Apparently the court was proceeding on the assumption that, if a witness in the grand jury room declined to answer a question on an erroneous claim of the privilege against self-incrimination, this, in itself, constituted misbehavior in the pressence of the court, within the meaning of 18 U.S.C. § 401(1)- a completed and irretrievable criminal contempt of the authority of the court. As indicating this, the court remarked toward the close of the hearing that, 'in view of the fact that this witness has been before the Grand Jury, and in the light of the decisions, if I find that the answers would hurt him, then of course he would be purged of contempt. But on the other hand, if I find this is a proper inquiry, then it seems to me it is my clear duty to adjudge him in contempt of court.' But for the reasons already explained at length in this opinion, such an assumption was a clear error of law. The erroneous claim of the privilege, certainly if made in good faith, and we believe whether or not made in good faith, cannot in itself be deemed misbehavior in the presence of the court, within the meaning of 18 U.S.C. § 401(1), authorizing the court summarily to impose punsihment for a criminal contempt. Furthermore, the court has not even found that the claim of privilege here was made in bad faith.
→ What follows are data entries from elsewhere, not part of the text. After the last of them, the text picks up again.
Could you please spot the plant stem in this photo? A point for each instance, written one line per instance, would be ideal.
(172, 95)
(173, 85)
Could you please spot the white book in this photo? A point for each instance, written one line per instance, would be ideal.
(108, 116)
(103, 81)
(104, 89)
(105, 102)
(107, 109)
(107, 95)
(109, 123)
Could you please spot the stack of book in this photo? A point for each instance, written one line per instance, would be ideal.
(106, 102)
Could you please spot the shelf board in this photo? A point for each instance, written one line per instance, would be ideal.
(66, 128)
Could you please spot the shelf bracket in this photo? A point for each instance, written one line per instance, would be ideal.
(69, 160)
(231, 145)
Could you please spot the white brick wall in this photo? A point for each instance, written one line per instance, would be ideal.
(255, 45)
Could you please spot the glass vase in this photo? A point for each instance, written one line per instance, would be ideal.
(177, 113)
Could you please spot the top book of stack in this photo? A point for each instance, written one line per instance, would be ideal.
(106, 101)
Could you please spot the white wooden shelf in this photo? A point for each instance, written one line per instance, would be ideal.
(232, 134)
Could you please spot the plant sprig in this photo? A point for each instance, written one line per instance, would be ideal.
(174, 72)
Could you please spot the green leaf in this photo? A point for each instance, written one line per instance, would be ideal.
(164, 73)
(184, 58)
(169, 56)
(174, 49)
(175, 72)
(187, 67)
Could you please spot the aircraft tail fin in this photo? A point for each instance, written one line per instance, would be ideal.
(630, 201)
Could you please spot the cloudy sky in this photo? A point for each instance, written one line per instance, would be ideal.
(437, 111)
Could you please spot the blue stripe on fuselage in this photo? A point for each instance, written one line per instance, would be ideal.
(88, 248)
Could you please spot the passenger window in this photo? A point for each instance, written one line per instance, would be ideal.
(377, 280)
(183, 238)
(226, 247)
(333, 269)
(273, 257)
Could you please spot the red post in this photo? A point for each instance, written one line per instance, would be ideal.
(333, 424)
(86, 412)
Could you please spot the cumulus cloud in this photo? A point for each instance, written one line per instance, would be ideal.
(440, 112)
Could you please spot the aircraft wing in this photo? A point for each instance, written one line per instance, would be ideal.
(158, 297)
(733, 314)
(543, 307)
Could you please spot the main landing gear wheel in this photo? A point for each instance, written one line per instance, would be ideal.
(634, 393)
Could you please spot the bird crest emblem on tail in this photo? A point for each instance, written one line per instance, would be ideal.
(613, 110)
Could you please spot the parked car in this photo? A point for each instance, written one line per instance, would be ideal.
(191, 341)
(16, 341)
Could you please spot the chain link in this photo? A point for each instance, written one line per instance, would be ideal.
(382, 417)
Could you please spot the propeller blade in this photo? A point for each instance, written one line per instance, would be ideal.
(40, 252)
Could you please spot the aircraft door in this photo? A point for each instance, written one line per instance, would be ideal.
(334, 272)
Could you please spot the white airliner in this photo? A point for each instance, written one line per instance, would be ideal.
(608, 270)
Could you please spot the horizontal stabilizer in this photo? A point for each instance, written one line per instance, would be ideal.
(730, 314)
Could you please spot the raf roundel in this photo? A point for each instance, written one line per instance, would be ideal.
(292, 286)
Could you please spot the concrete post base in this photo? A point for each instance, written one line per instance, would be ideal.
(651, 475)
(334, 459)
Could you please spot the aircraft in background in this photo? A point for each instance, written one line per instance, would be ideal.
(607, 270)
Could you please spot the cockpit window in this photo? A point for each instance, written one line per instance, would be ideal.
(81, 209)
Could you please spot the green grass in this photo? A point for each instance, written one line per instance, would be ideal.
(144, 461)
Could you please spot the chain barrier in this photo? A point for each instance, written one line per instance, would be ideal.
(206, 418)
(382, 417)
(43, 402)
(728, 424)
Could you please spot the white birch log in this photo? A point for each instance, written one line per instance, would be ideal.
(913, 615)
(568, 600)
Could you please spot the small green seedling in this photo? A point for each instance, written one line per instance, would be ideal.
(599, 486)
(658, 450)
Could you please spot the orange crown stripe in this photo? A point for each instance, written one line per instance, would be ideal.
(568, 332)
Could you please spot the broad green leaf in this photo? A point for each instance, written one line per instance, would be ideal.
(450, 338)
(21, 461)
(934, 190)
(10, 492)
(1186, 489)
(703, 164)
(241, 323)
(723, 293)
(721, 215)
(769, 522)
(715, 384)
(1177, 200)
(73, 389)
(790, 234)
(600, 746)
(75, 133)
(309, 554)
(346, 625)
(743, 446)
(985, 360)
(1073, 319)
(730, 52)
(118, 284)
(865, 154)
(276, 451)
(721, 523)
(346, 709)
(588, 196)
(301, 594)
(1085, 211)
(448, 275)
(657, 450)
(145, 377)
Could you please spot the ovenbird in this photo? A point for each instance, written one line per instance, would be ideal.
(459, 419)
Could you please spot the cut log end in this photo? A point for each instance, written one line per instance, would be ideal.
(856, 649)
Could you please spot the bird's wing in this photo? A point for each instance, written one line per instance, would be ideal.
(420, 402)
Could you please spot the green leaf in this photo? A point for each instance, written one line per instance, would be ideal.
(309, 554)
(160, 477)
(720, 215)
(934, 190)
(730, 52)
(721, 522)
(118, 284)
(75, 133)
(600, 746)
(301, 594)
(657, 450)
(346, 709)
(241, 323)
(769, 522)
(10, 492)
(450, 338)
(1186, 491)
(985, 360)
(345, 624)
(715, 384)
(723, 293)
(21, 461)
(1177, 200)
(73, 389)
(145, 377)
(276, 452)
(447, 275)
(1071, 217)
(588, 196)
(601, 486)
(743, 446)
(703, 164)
We are obliged, therefore, to vacate the judgment of conviction (1) not only because appellant was not adequately apprised, in substantial compliance with Rule 42(b), that he was being called to answer a specific charge of criminal contempt, but also (2) because the evidence before the court was insufficient to support a finding that appellant had committed a criminal contempt of court in the course of his testimony before the grand jury.
In No. 4732, the judgment of the District Court is vacated, and the case is remanded to that Court with direction to dismiss the proceeding against John H. Carlson on the grand jury's presentment, however that proceeding may properly be characterized.
In Nos. 4733 and 4734, the appeals are dismissed as moot.
1 The other opinions in this group of cases, in the suggested order of reading, are in Hooley v. United States, 1 Cir., 209 F.2d 219; O'Keefe v. United States, 1 Cir., 209 F.2d 223; Maffie v. United States, 1 Cir., 209 F.2d 225; Daly v. United States, 1 Cir., 209 F.2d 232 and Hooley v. United States, 1 Cir., 209 F.2d 234.
2 We are not clear what would have been the legal effect of this document had Carlson signed it. A witness does not take into the grand jury room any immunity from criminal prosecution on account of what he may disclose in his testimony; and therefore he has no immunity to waive. See United States v.